Middle East Studies

Margaret Graves | Invisible Hands: Forgery and Finance in a Colonial Art Market

Margaret Graves event poster

Thursday, November 9, 2023

12:00 - 1:00 p.m.

McKinney Conference Room, 111 Thayer - Registration required. This event is now reached space capacity. We cannot accept any further registrations. We will be live streaming.

About the Event
Historical ceramics from the Islamic world are now held in elite collections worldwide. Many migrated westward during the late 19th-/early 20th-century heyday of Islamic art collecting when craft skills in the Middle East were being redirected towards a new market generated by the colonial project’s fanatical harvesting of artifacts: the faking, forging, and fictionalizing of antiquities. This project re-encounters ceramics faking and forgery in the Middle East as an economically logical, indigenous form of skilled craft participation in modern global capitalism, where the structures of antiquities collection derive ultimately from colonial-era resource extraction and international banking.

Lectures

About the Speaker
Margaret Graves is a specialist in the art of the Islamic world, with a particular research focus on museum objects, the plastic arts (ceramics, metalwork, stonecarving), and the acts and contexts of making in the medieval and modern eras.
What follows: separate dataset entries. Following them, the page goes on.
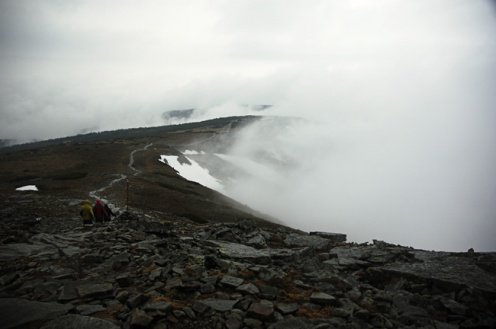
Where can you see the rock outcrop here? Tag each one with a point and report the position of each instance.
(143, 271)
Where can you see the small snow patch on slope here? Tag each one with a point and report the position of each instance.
(193, 172)
(27, 188)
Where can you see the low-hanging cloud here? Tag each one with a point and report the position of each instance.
(400, 93)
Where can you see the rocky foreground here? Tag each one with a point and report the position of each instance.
(148, 271)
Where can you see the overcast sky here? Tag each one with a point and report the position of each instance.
(71, 66)
(410, 81)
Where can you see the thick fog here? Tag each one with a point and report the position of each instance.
(399, 98)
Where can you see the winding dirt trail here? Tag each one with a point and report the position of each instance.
(121, 177)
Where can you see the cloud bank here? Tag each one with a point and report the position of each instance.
(402, 93)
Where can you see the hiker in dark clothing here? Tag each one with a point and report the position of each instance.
(108, 213)
(99, 211)
(86, 212)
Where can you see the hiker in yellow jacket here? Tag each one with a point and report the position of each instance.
(86, 212)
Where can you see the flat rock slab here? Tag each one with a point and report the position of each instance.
(333, 237)
(262, 311)
(21, 313)
(73, 321)
(292, 323)
(323, 299)
(247, 253)
(301, 240)
(12, 251)
(453, 269)
(231, 281)
(95, 290)
(220, 305)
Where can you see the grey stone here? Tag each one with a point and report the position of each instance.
(291, 323)
(287, 308)
(163, 307)
(258, 241)
(248, 288)
(20, 313)
(73, 321)
(139, 319)
(451, 270)
(155, 274)
(199, 308)
(89, 309)
(124, 280)
(119, 261)
(246, 253)
(269, 292)
(13, 251)
(189, 312)
(8, 278)
(68, 292)
(233, 323)
(263, 310)
(322, 298)
(220, 305)
(300, 240)
(122, 296)
(231, 281)
(207, 288)
(100, 290)
(333, 237)
(137, 300)
(93, 258)
(173, 283)
(253, 323)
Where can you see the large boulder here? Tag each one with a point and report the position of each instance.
(73, 321)
(16, 313)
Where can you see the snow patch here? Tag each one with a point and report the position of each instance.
(193, 152)
(193, 172)
(27, 188)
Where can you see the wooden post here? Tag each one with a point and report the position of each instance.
(127, 193)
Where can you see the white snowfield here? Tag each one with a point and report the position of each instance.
(193, 172)
(27, 188)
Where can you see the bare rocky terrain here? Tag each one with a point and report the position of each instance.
(184, 256)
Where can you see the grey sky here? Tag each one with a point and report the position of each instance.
(406, 86)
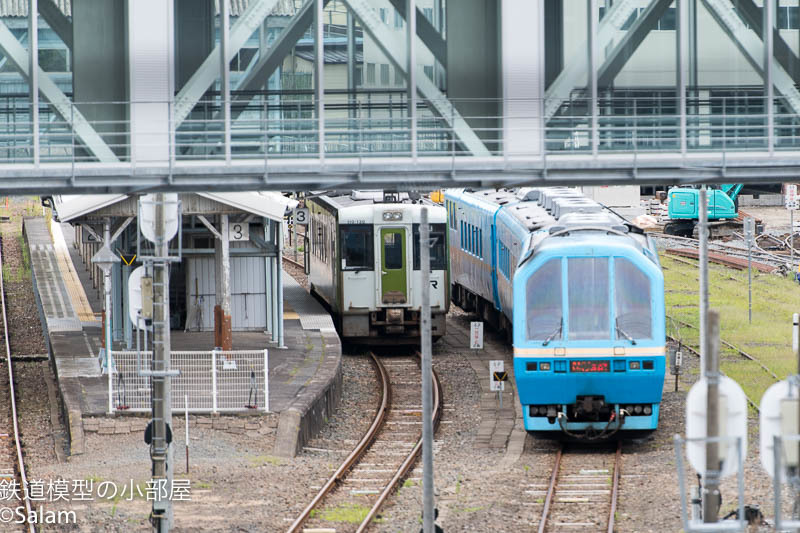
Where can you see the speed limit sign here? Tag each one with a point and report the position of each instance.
(301, 216)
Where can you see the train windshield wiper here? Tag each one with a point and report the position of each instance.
(553, 335)
(623, 333)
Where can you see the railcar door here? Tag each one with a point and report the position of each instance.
(394, 289)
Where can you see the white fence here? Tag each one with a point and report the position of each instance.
(212, 381)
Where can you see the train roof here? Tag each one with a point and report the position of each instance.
(560, 211)
(360, 207)
(339, 200)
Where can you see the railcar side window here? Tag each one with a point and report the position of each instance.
(632, 288)
(357, 247)
(543, 292)
(438, 248)
(588, 298)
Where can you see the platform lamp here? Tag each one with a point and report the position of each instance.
(106, 259)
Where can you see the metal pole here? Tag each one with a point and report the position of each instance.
(226, 75)
(796, 351)
(683, 59)
(161, 386)
(427, 375)
(768, 25)
(711, 478)
(279, 284)
(593, 51)
(186, 411)
(319, 70)
(702, 227)
(107, 291)
(411, 37)
(750, 278)
(33, 75)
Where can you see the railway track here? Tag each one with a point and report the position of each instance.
(383, 457)
(583, 490)
(12, 467)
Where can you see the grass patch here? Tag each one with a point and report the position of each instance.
(261, 460)
(348, 513)
(468, 509)
(768, 338)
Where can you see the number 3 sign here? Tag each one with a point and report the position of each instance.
(239, 231)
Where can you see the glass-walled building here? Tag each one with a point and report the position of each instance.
(331, 78)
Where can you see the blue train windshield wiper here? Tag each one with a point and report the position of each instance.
(623, 333)
(556, 332)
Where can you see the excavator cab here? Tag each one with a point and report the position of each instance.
(684, 207)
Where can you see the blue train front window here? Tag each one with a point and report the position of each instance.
(588, 298)
(632, 301)
(543, 293)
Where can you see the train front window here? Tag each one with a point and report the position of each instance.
(588, 298)
(438, 248)
(393, 250)
(357, 247)
(632, 288)
(543, 293)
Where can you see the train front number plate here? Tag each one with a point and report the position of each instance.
(590, 366)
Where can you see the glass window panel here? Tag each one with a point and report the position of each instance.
(438, 249)
(632, 290)
(393, 250)
(357, 247)
(588, 298)
(668, 19)
(384, 74)
(543, 301)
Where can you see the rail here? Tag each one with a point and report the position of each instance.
(358, 451)
(552, 488)
(362, 447)
(13, 402)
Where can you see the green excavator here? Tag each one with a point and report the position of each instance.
(684, 209)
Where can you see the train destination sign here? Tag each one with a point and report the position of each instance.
(590, 366)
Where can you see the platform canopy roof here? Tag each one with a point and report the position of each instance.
(272, 205)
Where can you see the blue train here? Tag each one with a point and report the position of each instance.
(578, 291)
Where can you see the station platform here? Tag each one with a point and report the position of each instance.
(305, 377)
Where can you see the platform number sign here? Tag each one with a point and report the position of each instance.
(790, 198)
(476, 335)
(238, 231)
(301, 216)
(497, 375)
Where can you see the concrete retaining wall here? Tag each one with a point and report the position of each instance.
(312, 408)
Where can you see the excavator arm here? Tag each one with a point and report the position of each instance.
(732, 190)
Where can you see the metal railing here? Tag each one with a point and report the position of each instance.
(376, 123)
(211, 381)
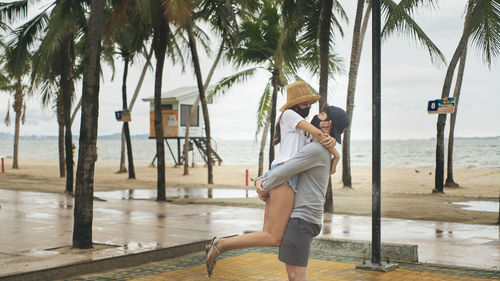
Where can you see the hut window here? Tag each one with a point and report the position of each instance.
(185, 111)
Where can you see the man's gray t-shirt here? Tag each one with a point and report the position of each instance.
(313, 164)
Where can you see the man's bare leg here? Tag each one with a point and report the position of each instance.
(296, 273)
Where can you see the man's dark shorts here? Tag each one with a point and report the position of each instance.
(296, 243)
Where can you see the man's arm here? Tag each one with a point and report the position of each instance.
(306, 159)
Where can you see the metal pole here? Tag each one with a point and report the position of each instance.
(376, 139)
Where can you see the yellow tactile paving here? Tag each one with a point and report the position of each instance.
(259, 266)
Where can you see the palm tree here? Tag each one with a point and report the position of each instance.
(55, 62)
(129, 32)
(450, 182)
(259, 41)
(222, 18)
(397, 19)
(482, 28)
(160, 13)
(87, 153)
(17, 67)
(201, 90)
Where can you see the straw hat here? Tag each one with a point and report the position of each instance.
(298, 92)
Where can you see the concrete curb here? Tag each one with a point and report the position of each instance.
(106, 264)
(362, 249)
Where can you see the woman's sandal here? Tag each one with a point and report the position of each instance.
(208, 247)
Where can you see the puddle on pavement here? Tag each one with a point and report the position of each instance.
(483, 206)
(177, 193)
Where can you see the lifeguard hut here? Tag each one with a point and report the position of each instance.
(176, 107)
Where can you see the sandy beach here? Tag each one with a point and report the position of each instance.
(406, 192)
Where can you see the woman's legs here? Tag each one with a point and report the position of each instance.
(266, 226)
(280, 205)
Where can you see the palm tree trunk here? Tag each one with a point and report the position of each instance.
(324, 53)
(263, 146)
(75, 111)
(195, 107)
(197, 70)
(141, 78)
(67, 91)
(450, 182)
(160, 48)
(439, 172)
(18, 106)
(357, 45)
(122, 168)
(276, 82)
(126, 131)
(324, 49)
(87, 153)
(60, 142)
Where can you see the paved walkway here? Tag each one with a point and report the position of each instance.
(262, 264)
(36, 232)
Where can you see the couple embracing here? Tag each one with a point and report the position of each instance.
(295, 186)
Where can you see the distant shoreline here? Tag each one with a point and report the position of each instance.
(117, 136)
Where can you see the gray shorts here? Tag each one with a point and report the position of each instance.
(292, 182)
(296, 243)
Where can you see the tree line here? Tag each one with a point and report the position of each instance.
(46, 48)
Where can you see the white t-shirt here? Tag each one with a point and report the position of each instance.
(292, 138)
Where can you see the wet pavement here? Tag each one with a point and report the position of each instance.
(262, 264)
(36, 231)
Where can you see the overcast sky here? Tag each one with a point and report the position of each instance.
(409, 80)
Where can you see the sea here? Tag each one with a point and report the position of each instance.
(473, 153)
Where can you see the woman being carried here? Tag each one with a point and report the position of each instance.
(293, 131)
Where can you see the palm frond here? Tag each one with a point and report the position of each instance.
(227, 82)
(12, 10)
(398, 20)
(176, 47)
(264, 108)
(485, 28)
(177, 12)
(203, 39)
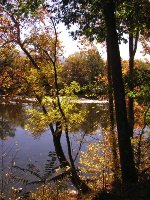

Her first monograph, Arts of Allusion: Object, Ornament, and Architecture in Medieval Islam (Oxford University Press, 2018), won the 2019 book prize of the International Center of Medieval Studies and the 2021 Karen Gould prize from the Medieval Academy of America. Her current book project, Invisible Hands, explores the craft skills of ceramics faking and forgery for the nineteenth- and twentieth-century antiquities market. Other ongoing research topics include contemporary art that explores the legacies of colonial-era craft reform and heritage management in the Middle East; occult dimensions of medieval metalwork molding; locating a global “golden age” of faking for the international antiquities market; and collaborations with conservators on the material lives of doctored objects. Before joining the department in 2023, Professor Graves taught at Indiana University.